【ポッドキャスト #76】「好き」と「働きたい」は、なぜ違うのか

前回の事例を受けて、今回は「人気コンテンツ」と「採用コンテンツ」の違いを掘り下げます。
癒しや好感を生むコンテンツはあっても、それだけでは応募にはつながらない。
SNSで認知を取りつつ、仕事理解や会社理解へどう橋を架けるのかを考える回です。
音声(番組)は以下より聴取できます。
・ポッドキャスト:#76
・Spotify:#76
以下、テキスト版です。ぜひご一読ください。
荒木
今週も先週の続きで、インスタグラマーおばあちゃんの事例を考えていきたいと思います。前回の話を整理すると、今回の問いは「人気コンテンツと採用コンテンツは何が違うのか」なんですよね。
濱口
たしかに、そこが大きな論点でした。すごく人気はあったんですよね。3万人フォロワーですし。
◆人気はあった でも主旨とは違った
荒木
そうなんです。人気コンテンツではあった。
でも、その人気の中身をよく見ると、介護の魅力というより、おばあちゃん個人の魅力が伝わっていた側面が強かったんじゃないかと思うんです。
濱口
たしかに。癒しや親しみは生んでいたけれど、介護の仕事理解にはつながっていなかったですね。
荒木
そう。見ていた人の中には、おばあちゃんを見て元気をもらっていた人もいたはずです。でも、その感情は「好き」や「癒される」であって、「ここで働きたい」とは別なんです。
◆「働きたい」には情報が足りなかった
濱口
では、何が足りなかったんでしょうか。
荒木
仕事のリアルだと思います。
おばあちゃんが魅力的なのはよかった。でも、その周りで働く人たちがどんな思いで働いているのか、どんなやりがいがあるのか、どんな大変さがあるのか。そこが見えてこないと、人は応募しないんですよね。
濱口
最初はおばあちゃんで引っ張っても、その先に働く人たちが見えてこないといけなかったんですね。
荒木
そうです。おばあちゃんをフックにしながら、少しずつスタッフや施設の全体像を見せていく。そこまで行って初めて、「好き」が「働きたい」に変わる可能性が出てきます。
◆SNSだけでも、ニュースルームだけでも足りない
濱口
荒木さんだったら、どう設計しますか。
荒木
やっぱりSNSだけでは足りません。SNSはフロー型なので、まず認知や共感の入口をつくるには向いている。でも、その先に、もっと深く仕事や会社を理解できる場所が必要です。
濱口
なるほど。
荒木
逆に、社員インタビューや社長インタビューだけを置いても、そこへたどり着くきっかけがなければ意味がない。

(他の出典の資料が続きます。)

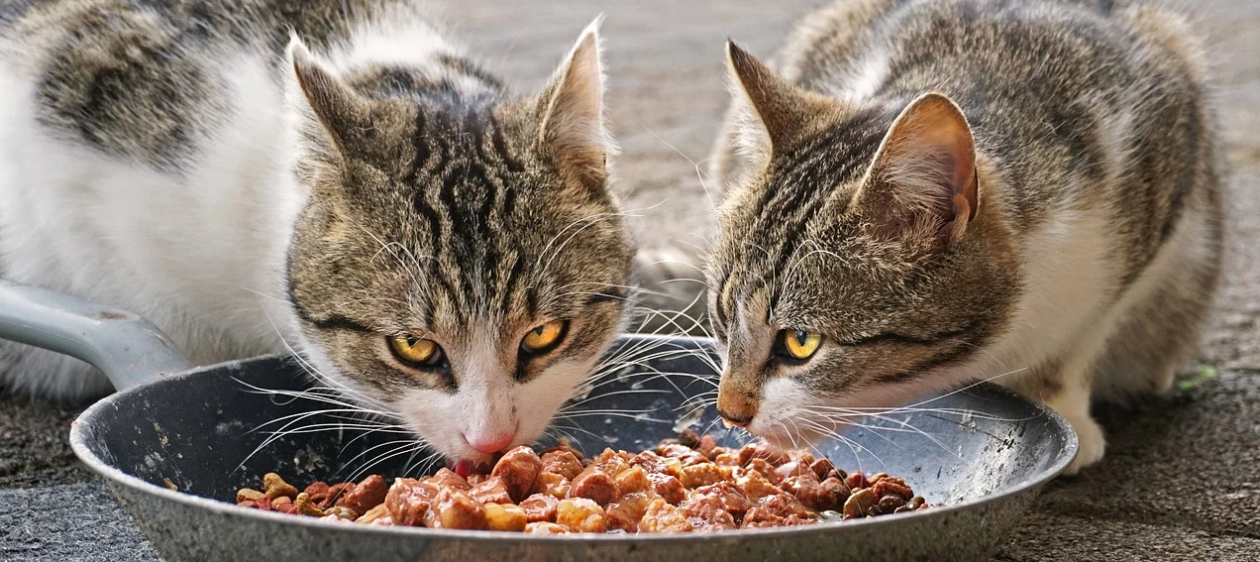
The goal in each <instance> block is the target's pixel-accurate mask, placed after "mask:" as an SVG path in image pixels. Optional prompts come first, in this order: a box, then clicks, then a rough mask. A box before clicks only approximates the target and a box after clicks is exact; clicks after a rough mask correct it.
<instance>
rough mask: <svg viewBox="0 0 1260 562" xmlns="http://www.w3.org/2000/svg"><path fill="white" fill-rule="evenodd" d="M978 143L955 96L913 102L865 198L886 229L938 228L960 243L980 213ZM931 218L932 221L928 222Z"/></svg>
mask: <svg viewBox="0 0 1260 562" xmlns="http://www.w3.org/2000/svg"><path fill="white" fill-rule="evenodd" d="M976 180H978V178H976V171H975V144H974V141H973V139H971V126H970V125H968V122H966V116H964V115H963V110H961V108H959V107H958V105H955V103H954V102H953V101H951V100H950V98H949V97H946V96H944V95H940V93H926V95H924V96H920V97H919V98H917V100H915V101H913V102H911V103H910V106H907V107H906V108H905V110H902V112H901V115H900V116H897V120H896V121H893V123H892V127H890V129H888V134H887V135H886V136H885V137H883V142H882V144H881V145H879V150H878V152H877V154H876V158H874V161H873V163H872V164H871V170H869V174H868V180H867V184H866V185H864V186H863V188H862V192H868V190H876V192H879V194H882V195H885V197H877V194H871V193H866V194H863V193H859V194H858V197H859V198H864V199H868V200H871V202H872V203H873V204H874V205H876V207H877V209H874V213H876V214H877V215H881V217H883V219H885V222H883V223H882V226H883V228H886V229H892V231H898V232H897V233H901V232H900V231H903V229H905V228H907V227H922V226H936V227H939V231H937V233H939V236H940V237H941V238H944V239H945V241H948V242H951V243H953V242H958V241H959V239H961V238H963V233H964V232H965V231H966V224H968V223H969V222H970V221H971V219H973V218H975V213H976V210H979V192H978V188H979V186H978V181H976ZM925 219H926V221H925Z"/></svg>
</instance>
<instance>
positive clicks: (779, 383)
mask: <svg viewBox="0 0 1260 562" xmlns="http://www.w3.org/2000/svg"><path fill="white" fill-rule="evenodd" d="M730 60H731V67H732V74H733V81H732V82H733V86H732V89H733V91H735V95H736V103H735V105H733V106H732V110H731V112H730V115H728V118H727V122H726V125H725V126H723V130H722V134H721V137H719V139H718V142H717V146H716V150H714V155H713V158H712V163H713V166H712V169H711V175H713V176H714V178H716V181H717V184H719V185H728V186H730V189H728V190H727V193H726V199H725V202H723V203H722V205H721V209H719V233H718V234H717V239H716V241H714V243H713V246H712V252H711V257H709V263H708V267H709V284H711V286H712V287H713V291H712V295H711V296H712V300H711V315H709V316H711V320H712V321H713V326H714V329H716V331H717V334H718V339H719V340H721V341H722V344H723V347H725V349H726V370H725V373H723V382H722V389H721V392H722V396H721V398H719V402H718V406H719V408H721V410H722V411H725V412H726V413H727V415H728V417H731V418H732V420H735V421H737V422H740V423H750V422H751V425H750V428H753V430H755V431H757V430H760V431H761V432H765V433H770V435H772V436H777V437H780V439H786V436H785V435H784V433H790V432H791V431H789V428H787V427H786V426H785V425H784V421H782V420H781V417H785V416H791V415H795V416H803V415H804V416H806V417H808V416H810V413H803V412H809V411H810V408H815V410H816V408H819V407H824V406H883V407H890V406H896V403H897V402H898V401H903V399H908V398H911V397H913V396H917V394H922V393H925V392H930V391H934V389H939V388H944V387H948V386H953V384H958V383H960V382H963V381H970V379H978V378H994V379H995V381H997V382H999V383H1002V384H1005V386H1009V387H1011V388H1014V389H1017V391H1019V392H1022V393H1024V394H1027V396H1031V397H1034V398H1037V399H1042V401H1045V402H1047V403H1048V404H1051V406H1052V407H1055V408H1056V410H1058V411H1060V412H1061V413H1063V415H1065V416H1066V417H1067V418H1068V420H1070V421H1071V422H1072V425H1074V426H1075V427H1076V430H1077V432H1079V433H1080V435H1081V439H1082V450H1081V455H1080V456H1079V457H1077V460H1076V464H1075V465H1074V466H1072V469H1071V470H1072V471H1075V470H1079V469H1080V467H1081V466H1085V465H1089V464H1092V462H1095V461H1097V460H1099V459H1100V457H1101V456H1102V436H1101V433H1100V431H1099V428H1097V426H1096V423H1095V422H1094V421H1092V420H1091V418H1090V413H1089V402H1090V397H1091V396H1100V397H1104V398H1114V399H1123V398H1128V397H1130V396H1133V394H1138V393H1143V392H1152V391H1155V392H1158V391H1163V389H1165V388H1168V386H1169V384H1171V382H1172V378H1173V373H1174V369H1176V368H1177V367H1178V365H1181V364H1182V363H1183V362H1184V360H1186V359H1188V358H1189V355H1191V354H1192V353H1193V352H1194V348H1196V344H1197V338H1198V334H1200V329H1201V328H1202V325H1203V323H1205V319H1206V316H1207V315H1208V311H1210V305H1211V301H1212V295H1213V292H1215V289H1216V285H1217V280H1218V277H1220V270H1221V239H1222V226H1221V202H1220V199H1221V194H1220V174H1221V169H1220V156H1218V150H1220V146H1218V140H1217V136H1216V134H1215V116H1213V113H1212V105H1211V101H1210V91H1208V86H1207V83H1206V76H1205V74H1206V68H1207V64H1206V62H1205V59H1203V54H1202V52H1201V48H1200V47H1198V43H1197V40H1196V39H1194V35H1193V34H1192V32H1191V30H1189V29H1188V25H1187V24H1186V23H1184V20H1183V19H1182V18H1181V16H1179V15H1176V14H1173V13H1169V11H1165V10H1164V9H1160V8H1155V6H1152V5H1138V4H1130V3H1120V1H1115V3H1113V1H1084V0H1082V1H1067V0H1063V1H1055V0H1039V1H1003V0H858V1H853V0H848V1H840V3H835V4H833V5H830V6H828V8H824V9H822V10H819V11H816V13H814V14H811V15H809V16H808V18H805V19H804V20H803V21H801V24H800V25H799V26H798V29H796V32H795V33H794V34H793V35H791V37H790V39H789V40H787V44H786V47H785V48H784V49H782V50H781V52H780V53H779V55H777V57H776V58H775V63H774V68H775V71H777V72H776V73H775V72H771V71H769V69H767V68H766V67H762V66H761V63H759V62H756V60H755V59H752V58H751V55H747V54H746V53H743V52H742V50H740V49H738V48H732V49H731V52H730ZM932 93H937V95H941V96H944V97H941V96H936V97H932V96H931V95H932ZM925 96H926V97H925ZM926 98H934V100H944V98H948V100H950V101H953V103H954V105H956V107H958V108H960V110H961V115H963V116H965V123H964V125H963V129H965V130H969V132H970V136H971V137H974V156H973V158H974V169H975V179H976V180H978V198H973V200H971V205H970V212H971V217H970V218H966V217H961V218H960V217H956V215H954V214H951V210H950V207H949V198H948V195H949V194H948V192H946V193H942V194H940V195H945V198H942V199H934V198H935V197H936V195H937V194H934V193H922V192H921V188H922V185H907V184H902V183H898V179H897V175H896V173H888V170H886V169H882V168H879V164H878V163H879V161H881V160H878V159H879V158H881V156H883V155H885V152H879V150H881V146H882V145H881V144H882V142H896V141H897V140H898V139H900V137H898V136H897V135H893V134H891V132H890V129H891V127H892V126H893V123H895V121H896V120H898V116H905V115H911V113H913V111H911V110H912V108H913V107H915V105H916V103H917V102H920V101H924V100H926ZM942 107H944V106H942ZM941 111H945V110H941ZM886 137H887V140H886ZM890 146H892V145H891V144H890ZM969 149H970V147H969ZM877 154H878V155H879V156H877ZM926 159H927V156H925V160H926ZM873 161H874V163H876V164H872V163H873ZM906 161H908V163H911V165H913V160H912V159H908V160H906ZM916 189H919V190H920V192H919V193H916ZM924 198H927V203H926V205H924V208H916V204H917V203H921V202H922V199H924ZM964 208H966V207H964ZM955 209H956V207H955ZM907 217H908V218H907ZM907 221H910V223H907ZM916 221H917V222H916ZM950 221H953V222H950ZM955 227H958V231H956V232H955V234H958V236H954V237H950V236H949V232H946V231H949V229H950V228H955ZM964 228H965V231H964ZM1086 232H1087V233H1089V234H1090V236H1084V233H1086ZM1047 300H1050V301H1051V302H1047ZM780 329H805V330H811V331H818V333H822V334H823V335H824V344H823V348H822V349H820V352H819V353H818V354H816V355H815V357H814V358H811V359H810V360H809V362H806V363H804V364H787V363H785V362H782V360H777V359H776V358H775V357H774V355H772V354H771V352H770V350H771V340H772V338H774V336H775V334H776V331H777V330H780ZM789 383H791V384H789ZM771 387H780V389H786V391H784V392H782V393H781V394H782V396H784V397H789V398H794V399H798V401H800V402H803V403H801V404H800V408H798V411H796V412H794V413H779V412H776V411H775V410H776V408H784V407H790V403H789V402H790V399H787V398H785V399H774V397H769V396H766V394H767V392H766V391H767V388H771ZM776 392H777V391H776ZM757 416H761V417H762V420H761V423H760V425H759V420H757ZM776 420H777V426H776V423H775V421H776ZM816 425H818V426H820V427H822V426H829V421H818V423H816ZM811 431H813V430H810V431H803V432H804V433H810V432H811Z"/></svg>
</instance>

だから、SNSも必要。ニュースルームのような深いコンテンツも必要。さらに、場合によってはリアルな接点も必要。組み合わせなんです。
◆反省すべきは「手段」ではなく「設計」
濱口
となると、「Instagramがダメだった」とは言えないですね。
荒木
その通りです。SNSが悪かったわけではない。
設計が足りなかったんです。
認知を取り、共感を生み、仕事理解につなげ、応募につなげる。そこを段階で設計していかないといけない。
濱口
人気コンテンツと採用コンテンツは、似ているようで全然違うんですね。
荒木
違いますね。
だからこそ、話題になったことを「失敗だった」と切って捨てるのではなく、何が足りなかったのかを冷静に見る必要がある。
そこが見えれば、次の一手は必ず変わると思います。